Thursday, December 16, 2004

Light(er) Fare

On my way home from work tonight, I passed by some really bad Christmas displays in various yards around town. Inflatable lighted Santas and snowmen seem to be all the rage this holiday season.

One thing that I've noted over the years (but for which I have absolutely no empirical evidence): holiday decorations seem to track the national mood. I first recognized this phenomena when my wife and I moved into our current house. In 1985, Ronald Reagan was President and was finishing up the initial year of his second term. His big business powerbase had been consolidated in his second campaign, and they were being aptly rewarded.
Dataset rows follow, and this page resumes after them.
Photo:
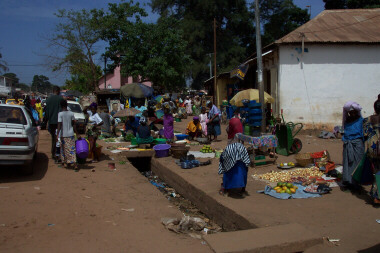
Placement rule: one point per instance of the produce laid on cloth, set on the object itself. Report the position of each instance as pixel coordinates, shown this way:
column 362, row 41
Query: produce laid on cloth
column 288, row 188
column 290, row 175
column 206, row 149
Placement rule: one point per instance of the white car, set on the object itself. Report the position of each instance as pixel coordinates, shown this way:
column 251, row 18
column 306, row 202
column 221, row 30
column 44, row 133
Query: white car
column 76, row 108
column 18, row 137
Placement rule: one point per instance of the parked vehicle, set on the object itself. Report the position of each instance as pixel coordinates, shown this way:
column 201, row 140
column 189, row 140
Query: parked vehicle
column 76, row 108
column 18, row 137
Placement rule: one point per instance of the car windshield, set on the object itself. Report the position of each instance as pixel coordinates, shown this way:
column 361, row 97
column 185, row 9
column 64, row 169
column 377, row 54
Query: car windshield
column 75, row 108
column 12, row 115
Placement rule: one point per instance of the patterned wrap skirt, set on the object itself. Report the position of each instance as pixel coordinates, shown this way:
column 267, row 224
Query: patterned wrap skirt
column 68, row 154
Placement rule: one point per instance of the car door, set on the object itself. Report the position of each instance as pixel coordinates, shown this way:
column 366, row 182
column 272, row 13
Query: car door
column 31, row 129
Workplace attitudes had decidedly swung to the oligarchs from the workers -- the saltmines were open for business again. "Do more with less" was the mantra, Michael Hammer was the Harvard Business School guru of the moment, and "kaizen" was the buzzword of the corporate day. The screws had just begun to turn on America's workforce.

Anyway, my wife and I noticed that the township had no real holiday display, there was no lighting on the main street, many, many houses weren't decorated at all, and it was a generally un-holiday atmosphere driving down the street.
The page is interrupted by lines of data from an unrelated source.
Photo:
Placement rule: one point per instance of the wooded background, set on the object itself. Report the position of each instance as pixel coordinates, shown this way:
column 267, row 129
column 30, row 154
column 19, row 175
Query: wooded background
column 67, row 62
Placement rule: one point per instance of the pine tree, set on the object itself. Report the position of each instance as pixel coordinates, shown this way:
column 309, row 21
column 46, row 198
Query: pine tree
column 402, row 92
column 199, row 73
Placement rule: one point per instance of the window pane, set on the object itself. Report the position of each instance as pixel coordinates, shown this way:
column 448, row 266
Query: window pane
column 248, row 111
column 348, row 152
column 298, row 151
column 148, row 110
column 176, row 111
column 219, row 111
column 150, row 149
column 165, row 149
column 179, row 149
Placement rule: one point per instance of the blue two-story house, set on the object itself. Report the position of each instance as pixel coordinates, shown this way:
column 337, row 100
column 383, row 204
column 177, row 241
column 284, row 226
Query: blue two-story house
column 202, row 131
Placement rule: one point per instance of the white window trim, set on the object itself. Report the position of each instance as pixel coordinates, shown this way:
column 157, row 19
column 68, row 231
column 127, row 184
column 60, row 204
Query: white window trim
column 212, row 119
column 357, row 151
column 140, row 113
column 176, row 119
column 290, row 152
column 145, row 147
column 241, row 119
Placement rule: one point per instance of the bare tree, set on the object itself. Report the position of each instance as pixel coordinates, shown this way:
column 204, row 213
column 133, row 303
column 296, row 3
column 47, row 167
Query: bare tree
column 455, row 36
In the 90's, as we shook off crypt keeper Reagan and embraced an attitude of "don't stop thinking about tomorrow" during the first Clinton term, the lights were emerging in my town. The streets were decorated. Houses started sporting rather tasteful displays of lights and holiday cheer.

During the Christmas season in 2000, it was apparent that something odd was happening. The owners of one of the most highly decorated homes in town scaled back their annual display. The township decorating contest wasn't held that year. And in various yards, plastic lighted nutcracker soldiers started sprouting in the yards of homes that had previously been more subdued in the trimmings of the season.
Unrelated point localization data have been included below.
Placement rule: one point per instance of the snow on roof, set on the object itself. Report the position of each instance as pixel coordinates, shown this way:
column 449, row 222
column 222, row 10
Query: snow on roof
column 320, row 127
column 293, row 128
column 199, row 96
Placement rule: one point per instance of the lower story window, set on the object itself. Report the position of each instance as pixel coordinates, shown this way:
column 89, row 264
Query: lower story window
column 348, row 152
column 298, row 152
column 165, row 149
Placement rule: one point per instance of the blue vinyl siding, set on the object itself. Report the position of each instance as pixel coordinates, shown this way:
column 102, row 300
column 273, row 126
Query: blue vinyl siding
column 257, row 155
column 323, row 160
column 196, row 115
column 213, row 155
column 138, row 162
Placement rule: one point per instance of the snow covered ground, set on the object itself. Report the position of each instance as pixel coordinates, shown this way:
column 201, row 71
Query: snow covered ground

Over the past couple of years, the quality and quantity of displays has decreased dramatically. The lighted angels hanging from the township streetlights are missing bulbs, and in some cases are hanging askew on their street poles. Tasteful window candles and white icicle lights have been displaced by blowup grinches, $9.99 white wire reindeer, or tremendously overdone blinking (and sounding) multi-colored gaucheness.

In other words, tacky.

And as I drove down the street, it dawned on me that "tacky" really fits the current national mood like a glove. We're being governed by an administration loaded with (the political equivalent of) backwoods hillbillies engaged in Hatfield / McCoy-style vendettas, snakeoil salesmen, and tent revival ministers. So maybe it naturally follows that the most decorated season of the year, in 2004, reflects the Mayberry-ization of America.

As an example of this profoundly disturbing trend toward animated neon elves, I offer uglychristmaslights.com - a compendium of tack decorating from around the country. I'm sure that each of us can identify a little bit of our own hometowns in the pictures shown on the site.

Where's Martha Stewart when we need her most?